First a disclaimer that I am NOT and advocate and in this case am not fully familiar with all the applicable law. I am however fully aware of Res Judicata and its more powerful elder brother constructive Res Judicata which most advocates fail to raise when raising the defense of Res Judicata, Check the section numbers under CPC.
If assuming that res judicata or double jeopardy is applicable, you need to argue that whatever is argued now, could have been argued earlier but was not argued and is therefore waived (constructive res judicata. Plain res judicata does not cover this and the Judge is not going to be your advocate). The doctrine of waiver also kicks in and so does the theory of estoppel. You need to club all of them together and reference them just to be sure that you have not missed anything that fundamentally precludes re-litigation. That said, new circumstances always form a basis for a new maintenance application.
125 Cr.P.C. is a wild beast. It is the most powerful of all the weapons in the maintenance laws. Other maintenance laws are covered much better (from a man's perspective of course) under the law of limitations, for example. 125 Cr.P.C. is not. For example, maintenance cannot be waived pursuant to 125 Cr.P.C. but can be argued to be waived in civil proceedings, if not timely raised or if raised after many years (limitation Act).
As a general rule, Civil Proceedings against you, ruled in your favour, can be used to argue against Criminal proceedings filed against you, but not the other way around (Please confirm this statement). The logic is that the standard of proof in a criminal proceeding against you is higher than in a civil proceeding.

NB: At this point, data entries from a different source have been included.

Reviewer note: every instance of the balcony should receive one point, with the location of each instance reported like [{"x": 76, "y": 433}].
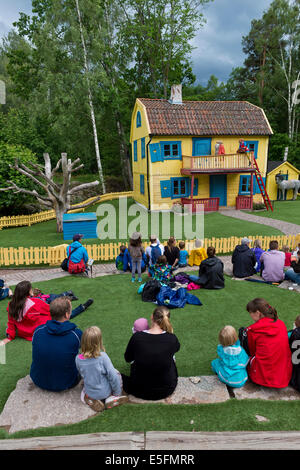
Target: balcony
[{"x": 221, "y": 164}]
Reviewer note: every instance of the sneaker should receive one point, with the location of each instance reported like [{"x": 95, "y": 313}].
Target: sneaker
[
  {"x": 70, "y": 294},
  {"x": 88, "y": 303},
  {"x": 95, "y": 405},
  {"x": 114, "y": 400}
]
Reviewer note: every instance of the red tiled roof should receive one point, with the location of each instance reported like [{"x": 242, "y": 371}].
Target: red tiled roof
[{"x": 205, "y": 118}]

If there are two parallel proceedings... one in a civil court and another in a criminal court based upon the same factual allegations, then it is always better, if either one is ruled in your favor, to let the other party go for an appeal and lose. Why? If the High Court affirms the judgement, then the FACTUAL FINDINGS of the trial Court in that judgement, civil or criminal, are now cast in stone and all the lower courts, whether civil or criminal, are bound by these factual findings affirmed by the High Court, even if the Acts under which new proceedings are filed or currently ongoing, whether civil or criminal, are different. Of course, you need good legal skills to argue this. It is not merely a direct application of double jeopardy or res judicata but derived from the same concept. If the proceeding under which you prevailed (for e.g. in Family Court) was not appealed, you ought to argue that as it was not appealed, it has the same weight as that of a High Court Order. Frankly, this is a far-fetched argument but hey, why not?
I am not an advocate so even if my above statements turn out to be inaccurate, I hope that they provide some hints on possibilities you should explore!